Japan's current account surplus more than halved to an eight-year low of 4.85 trillion yen ($33 billion) in the first half of fiscal 2022, weighed down by a record trade deficit caused by soaring imports and the yen's sharp decline, Finance Ministry data showed Wednesday.
The surplus in the April-September period fell by 6.86 trillion yen from a year earlier, the second-highest amount on record, according to the ministry's preliminary data. The sharp decline underscores the vulnerability of the resource-poor nation that relies heavily on imports.
The country's trade deficit stood at 9.23 trillion yen after imports grew twice as fast as exports.
Imports jumped 47.1 percent to a record 58.76 trillion yen, boosted by the increased costs of crude oil, coal and liquefied natural gas amid Russia's war in Ukraine and the yen's sharp depreciation that inflates import prices.
Exports grew 21.3 percent to 49.52 trillion yen, the largest ever, after car and steel shipments increased.
The yen has dropped sharply against the U.S. dollar amid the widening interest rate differential between Japan and the United States. The yen fell 22 percent from a year earlier in April to September, with the dollar averaging 134.01 yen.
The weaker yen pushed the surplus on primary income, which reflects returns on overseas investments, to a record 18.23 trillion yen, up 25.2 percent, partly because trading houses saw their repatriated profits surge amid soaring commodity prices.
In the six months to September, Japan saw an increase in the number of foreign visitors compared with a year earlier, when strict border control measures were in place due to the COVID-19 pandemic.

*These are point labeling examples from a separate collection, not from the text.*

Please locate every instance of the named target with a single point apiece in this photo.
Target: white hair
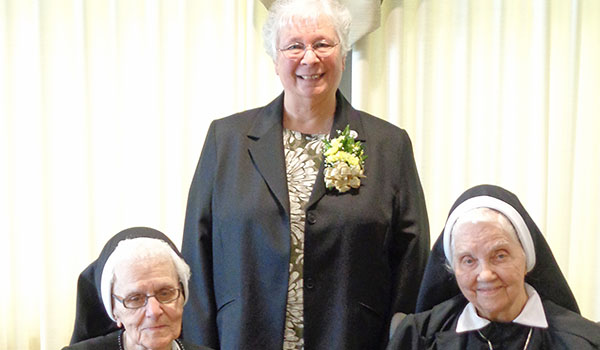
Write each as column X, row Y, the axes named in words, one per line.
column 484, row 215
column 140, row 249
column 514, row 223
column 285, row 12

The travel surplus shrank to 59.2 billion yen from 104.8 billion yen in the same period of 2021. A surplus means the amount spent by foreign visitors to Japan was higher than the amount spent by Japanese abroad.
The services trade balance saw a deficit of 3.16 trillion yen.
A weak yen is a boon to exporters because their overseas earnings are boosted in yen terms. But the negative side of the yen's depreciation has increasingly come to the fore, with the currency's plunge to its lowest level in over three decades against the U.S. dollar prompting a yen-buying intervention by Japan in September, the first since 1998.
The government is counting on a recovery of inbound tourism, with the feeble yen making trips to Japan and shopping in the country cheaper for foreign tourists. The government scrapped the daily cap on new arrivals and eased restrictions on tourism in October.
For September alone, Japan reported a current account surplus of 909.3 billion yen, down 45.0 percent from a year earlier.
Primary income surplus of 3.22 trillion yen helped the country to record a current account surplus for the eighth straight month, despite a massive goods trade deficit of 1.76 trillion yen. The services trade deficit stood at 343.1 billion yen.